Pour les fanatiques de la théorie du genre et les organisateurs bien intentionnés de la journée «Osez tous les métiers» (JOM), l’idée que le rôle social d’une fille puisse coïncider avec son sexe semble tout à fait inquiétante. Il en va de même pour un garçon.

On est fatigué du «carcan masculin / féminin»; on réclame «l’affranchissement des stéréotypes»; on pose «tranquillement» que, «au-delà de ce qui est strictement lié à la reproduction (pour ceux et celles qui choisissent de se reproduire), tout est ouvert»; il faut «permettre aux jeunes d’envisager tous les possibles» car «toute détermination qui viendrait biaiser le seul jeu du travail et des intérêts est condamnée: comme on refuse les discriminations selon l’origine sociale et ethnique, garçons et filles doivent avoir les mêmes chances»1.

Pauvre fille, tu voulais de toute éternité devenir bûcheron, et voilà qu’on t’oblige à jouer avec des poupées! Malheureux jeune homme, on t’enfile des gants de boxe, alors que tes «envies», enfouies au plus profond de toi par la société patriarcale, te portent vers la profession d’éducateur de la petite enfance!

Avec des écoliers, nous lisons en ce moment Le Médecin malgré lui.

Dans son génie si équilibré, Molière, qui défendait la liberté des femmes, a compris ce que pouvait être le féminisme idéologique. La Philaminte des Femmes savantes préfigure les maniaques du genre.

Le plus souvent, chez Molière, les femmes ne se posent pas en victimes, elles assument leur féminité et s’imposent. Elles préservent la société du désordre engendré par les mâles. Même Philaminte, personnage ambivalent, que Molière ridiculise autant qu’il l’affectionne, se voit contrainte d’assumer le rôle de chef de famille à cause d’un mari veule et indécis. Dans Le Médecin malgré lui, Martine sait rendre à Sganarelle, le cavaleur ivrogne qui lui tient lieu de mari, les coups de bâton qu’il lui administre.
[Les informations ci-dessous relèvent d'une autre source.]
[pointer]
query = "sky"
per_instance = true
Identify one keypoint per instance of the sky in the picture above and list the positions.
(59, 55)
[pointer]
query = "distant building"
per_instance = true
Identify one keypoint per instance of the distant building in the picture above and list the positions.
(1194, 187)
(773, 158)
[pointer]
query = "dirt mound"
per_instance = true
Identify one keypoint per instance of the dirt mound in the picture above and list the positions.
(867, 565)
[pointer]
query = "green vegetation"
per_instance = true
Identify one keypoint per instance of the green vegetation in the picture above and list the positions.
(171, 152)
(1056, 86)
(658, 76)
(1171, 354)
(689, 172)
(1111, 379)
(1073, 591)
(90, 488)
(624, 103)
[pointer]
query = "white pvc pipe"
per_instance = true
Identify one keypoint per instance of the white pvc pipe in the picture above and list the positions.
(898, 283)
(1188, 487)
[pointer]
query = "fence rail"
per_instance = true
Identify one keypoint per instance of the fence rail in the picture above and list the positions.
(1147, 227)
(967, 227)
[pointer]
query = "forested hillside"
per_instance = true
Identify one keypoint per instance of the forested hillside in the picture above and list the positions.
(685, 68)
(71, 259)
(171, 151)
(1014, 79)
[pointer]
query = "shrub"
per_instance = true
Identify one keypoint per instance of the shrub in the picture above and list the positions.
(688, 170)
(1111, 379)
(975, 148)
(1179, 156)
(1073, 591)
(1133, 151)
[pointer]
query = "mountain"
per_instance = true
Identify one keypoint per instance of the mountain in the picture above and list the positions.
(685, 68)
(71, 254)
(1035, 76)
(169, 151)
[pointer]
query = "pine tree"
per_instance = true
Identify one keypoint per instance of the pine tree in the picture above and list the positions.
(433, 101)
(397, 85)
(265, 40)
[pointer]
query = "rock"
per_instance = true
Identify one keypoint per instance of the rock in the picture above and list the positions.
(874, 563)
Et quand le voisin Monsieur Robert vient lui proposer son aide (SOS femme battue…), elle lui donne un soufflet en le priant de se mêler de ses affaires («et je veux qu’il me batte, moi!»). Quant à la nourrice Jacqueline, aux superbes tétons, lorsque Sganarelle entreprend de la lutiner, elle lance à son mari Lucas très inquiet: «Ôte-toi de là aussi; est-ce que je ne suis pas assez grande pour me défendre moi-même, s’il me fait quelque chose qui ne soit pas à faire?»

Le théâtre de Molière abonde en figures féminines – souvent des servantes issues du monde paysan – aptes à faire régner le bon sens, à ramener la sérénité et la décence, face à des hommes qui sortent du «bon naturel» et glissent gentiment vers la folie.

Dans Le Bourgeois gentilhomme, Mme Jourdain, toujours digne, a fort à faire pour empêcher son mari de se prendre pour un aristocrate. Célimène refuse l’atroce solitude à deux que lui propose le Misanthrope. Toinette sauve son maître Argan, le Malade imaginaire, de l’hypocondrie. Dans Les Femmes savantes, la douce Henriette triomphe de la tyrannie intellectualiste exercée par sa mère et de l’indécision paternelle. L’innocente Agnès de L’Ecole des femmes tient en respect le barbon Arnolphe qui sort du bon goût en voulant épouser une jeunette. Seul l’Avare, veuf, ne bénéficie pas des conseils d’une épouse pour échapper à sa passion de l’argent.

En revanche, la sœur d’Henriette, la belle et froide Armande, sert dans Les Femmes savantes de contre-exemple. Elle croit aux préceptes féministes de sa mère Philaminte. Le rôle social qu’elle prétend jouer et son sexe sont trop disjoints pour qu’elle soit heureuse. A la fin de la pièce, elle se retrouve seule et désespérée, ayant repoussé son prétendant pour s’abandonner tout entière à la connaissance.

Espérons que la finesse de Molière touchera les jeunes filles d’aujourd’hui, et que celles-ci s’assoupiront quand les convertis du «gender» dispenseront leur catéchisme.

Nous n’avons pas besoin de femmes aspirant à devenir des «hommes comme les autres», avides de pouvoir et de domination, prêtes à n’importe quelle carrière imbécile dans la finance ou la fournaise médiatico-politique.

Aujourd’hui, seuls les LGBT revendiquent la fierté («pride» en novlangue). Pourquoi les femmes ne se déclareraient-elles pas fières de la force inhérente à une féminité bienveillante?

 

Notes:

1 Les phrases entre guillemets sont tirées d’un article de la sociologue Marie Duru-Bellat: «la Réussite scolaire passe par la fin des stéréotypes», Le Monde du samedi 1er février 2014.